Le père courroucé, pour se venger du poisson, songea -pour arriver à sa fin- à imiter la voix de sa fille. L'animal,  réveillant de son bain moussant au fond de l'eau, se laisse porter par le chant trompeur. Le poisson merveilleux monta de l'eau. Il reçut un mortel coup de harpon. Le sang jaillit sur l'onde et le poisson ensanglanté plongea à nouveau dans les fonds.

Au marché, vendant une partie de la récolte à une commère, elle sent monter des gouttes de sang sur son corsage blanc. Un-deux-Trois gouttes. Tania se souvient subitement de la parole du poisson. Le soleil trônait au beau milieu du ciel. Midi retentissait l'horloge de l'église du village. Douze coups. Midi, affichaient toutes les horloges rondes du monde. L'heure où notre ombre se trouve sur nos pieds et  joue aux gens à la marelle.

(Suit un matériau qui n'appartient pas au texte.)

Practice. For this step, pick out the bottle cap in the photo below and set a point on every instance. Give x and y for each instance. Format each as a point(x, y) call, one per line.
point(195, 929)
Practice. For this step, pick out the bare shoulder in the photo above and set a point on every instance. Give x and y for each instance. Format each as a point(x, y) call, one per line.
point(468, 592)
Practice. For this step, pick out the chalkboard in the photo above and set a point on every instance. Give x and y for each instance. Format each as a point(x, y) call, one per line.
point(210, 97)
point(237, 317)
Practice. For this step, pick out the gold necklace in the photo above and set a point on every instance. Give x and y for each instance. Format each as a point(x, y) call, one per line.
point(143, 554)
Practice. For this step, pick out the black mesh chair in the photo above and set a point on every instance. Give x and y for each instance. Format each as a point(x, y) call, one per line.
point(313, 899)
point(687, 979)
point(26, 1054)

La jeune fille abandonna les lots de fruits au marché et courut sans s'arrêter jusqu'à l'endroit de la rivière ou avait- elle l'habitude de rencontrer le mystérieux poisson. Elle voit l'eau habituellement bleue, pure, cristal, devenir rouge sang et écarlate. Elle laissa tomber un soupir, et de longs gémissements:

« Zen mwen mon ami mwen zen »

Thezin nan dlo

Mon ami mwen zen « ...

 

Les yeux trempés de pleurs et les cils où perlent encore des gouttes argentées, le cœur lourd sous la détresse, les pas légers, Tania prit le chemin de retour en fredonnant la chanson du poisson amoureux. Chez elle, elle entra sans dire mot. Les grandes personnes étaient absentes. Elle prit une chaise et alla s'asseoir au dos de la case. Fredonnant sa chanson comme une litanie et une plainte au poisson mort, une peigne à moitié enfoncée dans les tresses. Lentement la chaise s'enfonçait dans le sol et la jeune fille qui y était dessus. Les parents venaient tout de suite de rentrer lorsqu'ils interrogèrent les jeunes enfants sur le retour de Tania.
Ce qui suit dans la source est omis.